The results obtained in this study indicate that \(V_0\) has a rather complicated impact on estimated model parameters. Despite the BOLD responses being similar when using the assumed and real \(V_0\), there was a huge difference in the estimated parameters and the derived physiological state in the ROI. Because the balloon model describes the causal mechanism of a hemodynamic system, its order is higher than the externally observable system, which results in poorly identifiable model parameters due to the nature of nonlinear optimization and temporally sparse sampling. These model parameters have clear physiological meanings, and they should be justified and interpreted with caution [13, 31]. If the actual \(V_0\) is adopted, \(\epsilon\) can be more reliably observe via fMRI measurements. Therefore, \(V_0\) significantly influences the evaluations of brain connectivity. There have recently been extensive discussions on DCM and Granger causal modeling (GCM), with an emphasis on the connectivity among distributed brain systems [32–34]. In order to obtain a more robust understanding of brain causality, we used a biophysical model to eliminate signal bias in imaging procedure and variations of the hemodynamic response in diverse brain domains. However, an unrealistic \(V_0\) might degraded such efforts.

A potential limitation of the present study is to the extent that \(V_0\) as measured by CBV imaging is affected by the amount of blood associated with BOLD signals. We consider that both CBV imaging and the BOLD contrast have tiny difference in terms of the \(V_0\). The former contains the volume of blood across arteries, capillaries, and veins, whereas the latter is relevant to capillaries and veins [35]. Although the arterial fraction of CBV is much less than the venous BVF [36, 37], CBV imaging also partly removes the effect of overestimates about BVF. This is therefore a suitable method for approximating the value of \(V_0\). In addition, this study concentrated on explaining the influence of BVF on hemodynamic model estimation, and the results demonstrated the importance of taking advantage of actual BVF information in the estimation procedure. The argument about the origin of the two modalities were beyond the scope of this paper.
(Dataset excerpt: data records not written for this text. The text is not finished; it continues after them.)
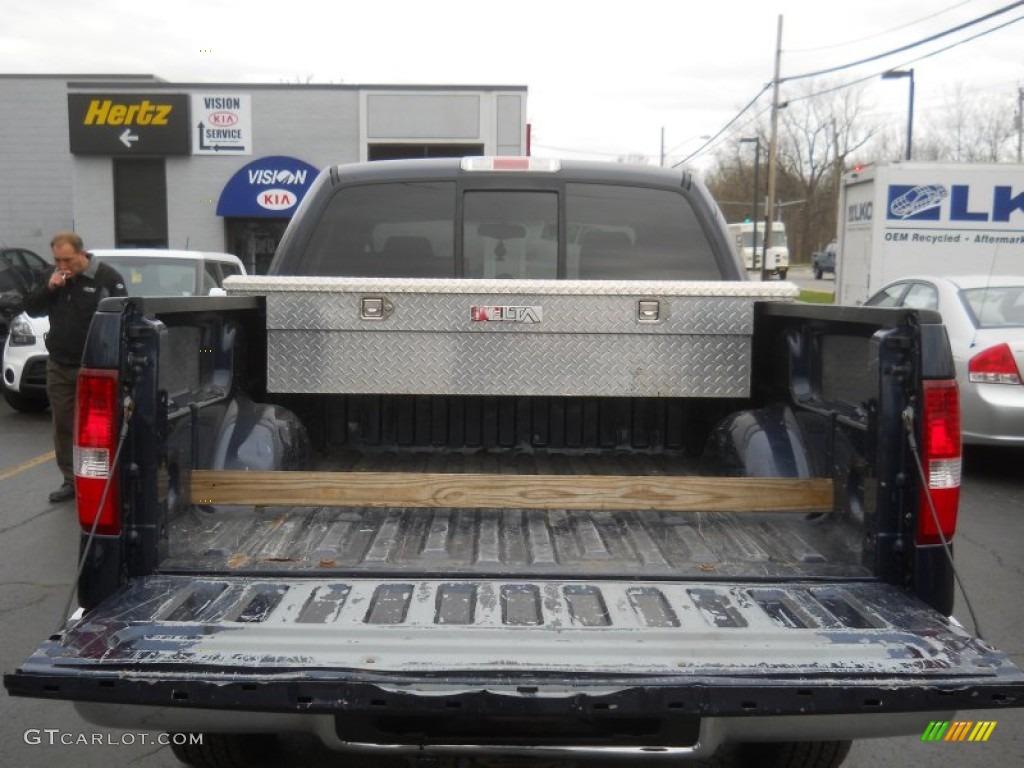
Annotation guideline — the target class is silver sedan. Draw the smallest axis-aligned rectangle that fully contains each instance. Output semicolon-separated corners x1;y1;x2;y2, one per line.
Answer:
865;274;1024;445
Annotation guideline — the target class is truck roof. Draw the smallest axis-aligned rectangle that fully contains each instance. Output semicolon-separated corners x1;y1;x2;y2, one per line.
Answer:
324;158;693;189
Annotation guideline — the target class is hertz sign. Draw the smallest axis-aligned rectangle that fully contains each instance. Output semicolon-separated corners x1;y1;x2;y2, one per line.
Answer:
68;93;190;155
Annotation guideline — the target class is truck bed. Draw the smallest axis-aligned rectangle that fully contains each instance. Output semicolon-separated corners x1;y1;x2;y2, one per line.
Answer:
161;451;868;579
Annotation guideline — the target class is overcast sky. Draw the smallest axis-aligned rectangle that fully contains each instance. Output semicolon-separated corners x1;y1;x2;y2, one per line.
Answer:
0;0;1024;162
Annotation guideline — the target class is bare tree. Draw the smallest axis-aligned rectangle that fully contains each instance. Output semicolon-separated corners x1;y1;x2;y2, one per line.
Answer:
708;82;879;263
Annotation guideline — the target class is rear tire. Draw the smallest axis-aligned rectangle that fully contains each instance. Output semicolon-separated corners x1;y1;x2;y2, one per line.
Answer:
3;387;50;414
734;741;853;768
168;733;281;768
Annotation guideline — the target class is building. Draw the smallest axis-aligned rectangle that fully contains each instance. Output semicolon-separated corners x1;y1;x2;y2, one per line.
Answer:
0;75;529;273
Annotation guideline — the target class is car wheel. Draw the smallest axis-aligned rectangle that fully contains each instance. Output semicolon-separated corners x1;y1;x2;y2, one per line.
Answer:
168;733;281;768
3;387;50;414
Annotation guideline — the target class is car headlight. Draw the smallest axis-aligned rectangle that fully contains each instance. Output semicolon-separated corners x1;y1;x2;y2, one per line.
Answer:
7;314;36;347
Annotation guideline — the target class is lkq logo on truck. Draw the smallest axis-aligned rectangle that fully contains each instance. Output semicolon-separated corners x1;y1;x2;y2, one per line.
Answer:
886;184;1024;223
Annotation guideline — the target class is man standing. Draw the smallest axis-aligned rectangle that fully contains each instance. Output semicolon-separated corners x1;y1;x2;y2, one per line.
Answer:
25;232;128;504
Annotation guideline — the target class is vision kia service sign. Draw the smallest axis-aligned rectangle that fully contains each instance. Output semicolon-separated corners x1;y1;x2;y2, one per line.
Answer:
68;92;189;155
191;93;253;156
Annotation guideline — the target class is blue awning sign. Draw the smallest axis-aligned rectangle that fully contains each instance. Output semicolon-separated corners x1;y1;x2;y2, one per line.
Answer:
217;155;319;218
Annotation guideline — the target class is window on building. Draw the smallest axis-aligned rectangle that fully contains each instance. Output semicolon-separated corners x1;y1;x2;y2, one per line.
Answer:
114;158;168;248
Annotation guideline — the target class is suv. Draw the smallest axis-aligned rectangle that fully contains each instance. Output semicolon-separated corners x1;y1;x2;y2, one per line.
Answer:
3;248;246;412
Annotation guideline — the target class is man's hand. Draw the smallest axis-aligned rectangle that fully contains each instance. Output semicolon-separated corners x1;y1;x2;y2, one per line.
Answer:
46;269;71;291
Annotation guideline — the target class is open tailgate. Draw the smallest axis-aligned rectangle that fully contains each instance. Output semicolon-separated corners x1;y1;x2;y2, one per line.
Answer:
4;575;1024;716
The present study presented the first empiric attempt to derive the actual \(V_0\) from data obtained using CBV imaging, with the aim of augmenting the existing estimation schemes. The results show that \(V_0\) significantly influences the estimation results within a single-region model estimation and DCM. Using the actual \(V_0\) can provide more reliable and accurate parameterizations and model predictions, and improve brain connectivity estimation based on fMRI data.